Sider Alloys, cresce la preoccupazione su futuro e si preparano proteste
Sindacati, 'dal Mimit non è arrivata nessuna convocazione'
Non arriva nessuna convocazione per l'ex Alcoa da Roma e Fiom, Fsm, Uilm e Cub del territorio, "prendono atto che nonostante le continue sollecitazioni, anche in conseguenza delle garanzie del ministro Urso del 17 settembre 2025, non si riesce ad ottenere un incontro al Mimit per la vertenza Sider Alloys. E, "a fronte del totale immobilismo", promuoveranno nuove iniziative. Le quattro sigle evidenziano che "ogni giorno che passa, aumenta la gravità della gestione nella fabbrica di alluminio primario dell'ex Alcoa. L'ultima dimostrazione - sostengono i sindacati -là si ottiene da quanto emerso nella puntata di Report dell'11 gennaio 2026, in cui si è trattato il delicato argomento delle bonifiche, in particolare sugli inquinamenti industriali nel SulcisIglesiente, nel corso della quale, tra le altre, è stata letta una comunicazione della SiderAlloys , in cui affermano: 'di non essere coinvolti in progetti di bonifica, perché non protagonisti di attività produttive del passato'. Fermo restando che se dopo otto anni di gestione, non si ha responsabilità sulle attività produttive, queste sono da imputare solo all'attuale proprietà, incapace di rilanciare una fabbrica per la quale ha ottenuto, norme (accordo di programma, AIA, VIA, accordo bilaterale e importanti finanziamenti).
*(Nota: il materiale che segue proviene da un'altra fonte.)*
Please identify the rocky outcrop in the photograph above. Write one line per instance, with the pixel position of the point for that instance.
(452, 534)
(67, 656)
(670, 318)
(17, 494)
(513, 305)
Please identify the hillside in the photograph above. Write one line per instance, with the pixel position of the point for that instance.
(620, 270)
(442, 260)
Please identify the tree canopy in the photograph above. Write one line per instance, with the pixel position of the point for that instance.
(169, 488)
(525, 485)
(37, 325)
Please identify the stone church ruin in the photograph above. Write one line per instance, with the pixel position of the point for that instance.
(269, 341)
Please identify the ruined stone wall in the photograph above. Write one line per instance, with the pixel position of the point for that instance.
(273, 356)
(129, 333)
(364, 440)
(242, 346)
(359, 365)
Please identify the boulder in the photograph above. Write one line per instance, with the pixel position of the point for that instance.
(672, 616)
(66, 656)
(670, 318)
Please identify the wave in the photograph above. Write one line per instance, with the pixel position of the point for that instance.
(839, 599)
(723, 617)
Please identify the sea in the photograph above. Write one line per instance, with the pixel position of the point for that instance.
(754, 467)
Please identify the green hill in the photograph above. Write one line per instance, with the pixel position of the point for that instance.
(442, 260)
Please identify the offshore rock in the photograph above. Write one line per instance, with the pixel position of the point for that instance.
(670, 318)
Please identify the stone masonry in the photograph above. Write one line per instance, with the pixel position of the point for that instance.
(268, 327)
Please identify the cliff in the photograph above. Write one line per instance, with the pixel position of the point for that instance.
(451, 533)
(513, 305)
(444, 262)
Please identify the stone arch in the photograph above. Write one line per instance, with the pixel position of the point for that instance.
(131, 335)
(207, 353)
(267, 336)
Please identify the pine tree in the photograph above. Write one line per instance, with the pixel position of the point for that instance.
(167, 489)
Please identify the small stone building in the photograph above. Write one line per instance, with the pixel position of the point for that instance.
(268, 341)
Emerge in questa dichiarazione - sostegno i sindacati - tutta la malafede della SiderAlloys, che omette di dichiarare che lo stabilimento dell'ex Alcoa, gli è stata regalato, con una dote derivante dall'accordo di programma di 150 milioni di euro, ai quali vanno aggiunti 20 milioni ottenuti dall'Alcoa, per rilanciare la fabbrica attraverso le riproduzioni di alluminio primario, anziché importare materiale non autorizzato dall'esterno". Le segreterie territoriali di Fiom, Fsm, Uilm e Cub chiedono "con urgenza la discontinuità più volte richiesta e annunciata dal ministro nel corso dell'incontro del 17 gennaio 2025. Cosa deve accadere di più per autorizzare la due diligenze richiesta dalla multinazionale greca e puntare davvero a rilanciare l'alluminio primario nel Paese?"